Hacía tiempo que este deportista superdotado, que empezó a nadar con nueve años -sin sumergir la cabeza por culpa de una repentina alergia al cloro-, había escondido su sonrisa de eterno niño tímido, ávidamente buscada por las cámaras de televisión tras cada una de sus gestas, y había lanzado ráfagas de advertencia de que ni su depurada técnica de braceo, inusual en un hombre de 1,94 metros y 100 kilos, ni su potencia podrían está vez evitar que se hundiera en aguas peligrosas. Pocos le hicieron caso, él empezó a mostrarse arisco, irritable con unos medios de comunicación que fantaseaban sobre sus posibles relaciones, le atribuyeron un romance con la tenista Martina Hingins, otro con el nadador brasileño Daniel Mendez, y especulando sobre su condición sexual. Los secretos de alcoba ayudan a vender periódicos y sumar entradas en las webs. “Estoy harto de que me pregunten si soy gay. No, no lo soy, lo que más me gusta en el mundo es salir con chicas”, afirmaba airado.
Era el preámbulo de una desgarradora autobiografía, “This is me”, que publicó en octubre de 2012 y en la que reconoció por primera vez sus depresiones y adición al alcohol entre el 2002 y el 2004, cuando se preparaba para defender su reinado en los juegos de Atenas. “Era la única manera de poder dormir, no pasaba cada noche, pero si en muchas ocasiones (…) Abusaba de esta forma, siempre solo y en medio de la desgracia (…) Mi éxito en la piscina agravaba la dudas”. Un laberinto de fama, dinero, incomunicación, éxitos en la piscina y soledad, en el que Thorpe buscaba planificaba la forma, el lugar y el momento para suicidarse.
El año pasado, alejado de cualquier competición profesional, una lesión en el hombro frenó en seco sus entrenamientos para clasificarse a los mundiales de Glasgow 2014, una cita señalada con rojo en el calendario de Thorpe para el regreso a la primera línea deportiva. Decidió entonces refugiarse en Suiza, en la soledad de una casa frente al lago Maggiore, donde sus vecinos acaudalados le bautizaron como “el hombre invisible” por un discreto modo de vida, casi de ermitaño de lujo.

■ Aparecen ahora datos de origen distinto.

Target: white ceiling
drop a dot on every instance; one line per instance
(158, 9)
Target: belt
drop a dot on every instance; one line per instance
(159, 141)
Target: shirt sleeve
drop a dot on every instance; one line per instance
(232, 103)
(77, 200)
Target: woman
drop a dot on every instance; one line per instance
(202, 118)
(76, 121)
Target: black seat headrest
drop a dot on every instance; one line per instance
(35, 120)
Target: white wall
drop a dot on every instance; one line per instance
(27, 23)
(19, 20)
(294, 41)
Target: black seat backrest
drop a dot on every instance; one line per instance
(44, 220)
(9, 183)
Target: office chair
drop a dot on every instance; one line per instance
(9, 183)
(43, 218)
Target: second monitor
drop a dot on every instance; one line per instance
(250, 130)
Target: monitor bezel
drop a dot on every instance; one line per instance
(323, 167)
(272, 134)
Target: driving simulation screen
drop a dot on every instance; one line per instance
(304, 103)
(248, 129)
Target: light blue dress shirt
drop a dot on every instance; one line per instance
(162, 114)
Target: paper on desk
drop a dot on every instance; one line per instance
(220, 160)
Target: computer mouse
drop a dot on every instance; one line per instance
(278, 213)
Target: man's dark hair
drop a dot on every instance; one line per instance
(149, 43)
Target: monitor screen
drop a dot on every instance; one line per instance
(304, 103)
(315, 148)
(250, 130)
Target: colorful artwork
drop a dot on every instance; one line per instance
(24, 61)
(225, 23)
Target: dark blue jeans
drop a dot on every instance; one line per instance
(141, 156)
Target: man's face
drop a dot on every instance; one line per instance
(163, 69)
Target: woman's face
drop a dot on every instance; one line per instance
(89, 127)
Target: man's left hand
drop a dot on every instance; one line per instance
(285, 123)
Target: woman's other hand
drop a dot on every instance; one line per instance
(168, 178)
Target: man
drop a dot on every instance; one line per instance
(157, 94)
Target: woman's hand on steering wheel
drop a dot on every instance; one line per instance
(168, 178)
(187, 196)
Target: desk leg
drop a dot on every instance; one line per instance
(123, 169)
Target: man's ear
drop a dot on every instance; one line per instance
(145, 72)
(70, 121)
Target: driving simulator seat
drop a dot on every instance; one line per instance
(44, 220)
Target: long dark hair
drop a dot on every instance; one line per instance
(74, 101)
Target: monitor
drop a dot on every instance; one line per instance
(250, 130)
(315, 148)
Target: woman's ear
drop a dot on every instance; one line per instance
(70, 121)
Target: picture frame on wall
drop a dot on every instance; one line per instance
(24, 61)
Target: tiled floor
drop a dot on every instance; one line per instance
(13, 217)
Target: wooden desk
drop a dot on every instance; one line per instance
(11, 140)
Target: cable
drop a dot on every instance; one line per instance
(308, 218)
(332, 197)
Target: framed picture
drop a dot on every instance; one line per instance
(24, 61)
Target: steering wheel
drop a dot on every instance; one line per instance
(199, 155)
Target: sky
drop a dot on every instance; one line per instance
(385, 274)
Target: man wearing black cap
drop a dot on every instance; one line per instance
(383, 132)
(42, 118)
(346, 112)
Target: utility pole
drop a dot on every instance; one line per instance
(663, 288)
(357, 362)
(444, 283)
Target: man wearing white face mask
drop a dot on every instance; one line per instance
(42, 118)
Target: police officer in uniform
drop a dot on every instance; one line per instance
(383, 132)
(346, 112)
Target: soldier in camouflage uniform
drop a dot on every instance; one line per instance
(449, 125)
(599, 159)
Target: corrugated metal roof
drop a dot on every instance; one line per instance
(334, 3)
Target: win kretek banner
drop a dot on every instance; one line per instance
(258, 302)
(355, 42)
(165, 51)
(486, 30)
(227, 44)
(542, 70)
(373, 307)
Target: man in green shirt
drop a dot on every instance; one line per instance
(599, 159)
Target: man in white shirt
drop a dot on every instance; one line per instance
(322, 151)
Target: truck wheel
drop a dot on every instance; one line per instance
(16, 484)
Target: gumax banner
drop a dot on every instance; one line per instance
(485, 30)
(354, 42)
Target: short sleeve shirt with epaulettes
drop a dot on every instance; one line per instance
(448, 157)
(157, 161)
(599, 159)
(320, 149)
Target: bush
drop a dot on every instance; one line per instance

Hasta que el pasado mes de diciembre decidió regresar a Sydney y pasar las navidades junto a sus padres. Fue en Sydney, en las mismas calles que le vieron crecer y en el barrio residencial en el que con sus primeros miles de dólares ganados en la piscina compró una casa para sus padres, donde Thorpe “el invencible” tocó fondo. En el que parece el último capítulo de la historia de los campeones abatidos, ídolos con los pies de barro que la maquinaria del deporte profesional, ávida de nuevos rostros y de que no pare el showbussines, encumbró a la cima para luego triturar sin piedad: Marco Pantini, Maradona, Jennifer Capriati, Poli Díaz, Adriano, Mike Tynson, John Daily…
La familia y el entorno del nadador guardan por ahora un inquietante silencio sobre su estado, mientras que en las piscinas australianas, donde muchos niños llevan el nombre del nadador escrito en sus gorros amarillos, aún confían en que más pronto que tarde vuelva a brillar en la cara del “Thorpedo” aquella sonrisa de chico tímido y deslumbrado por el oro olímpico.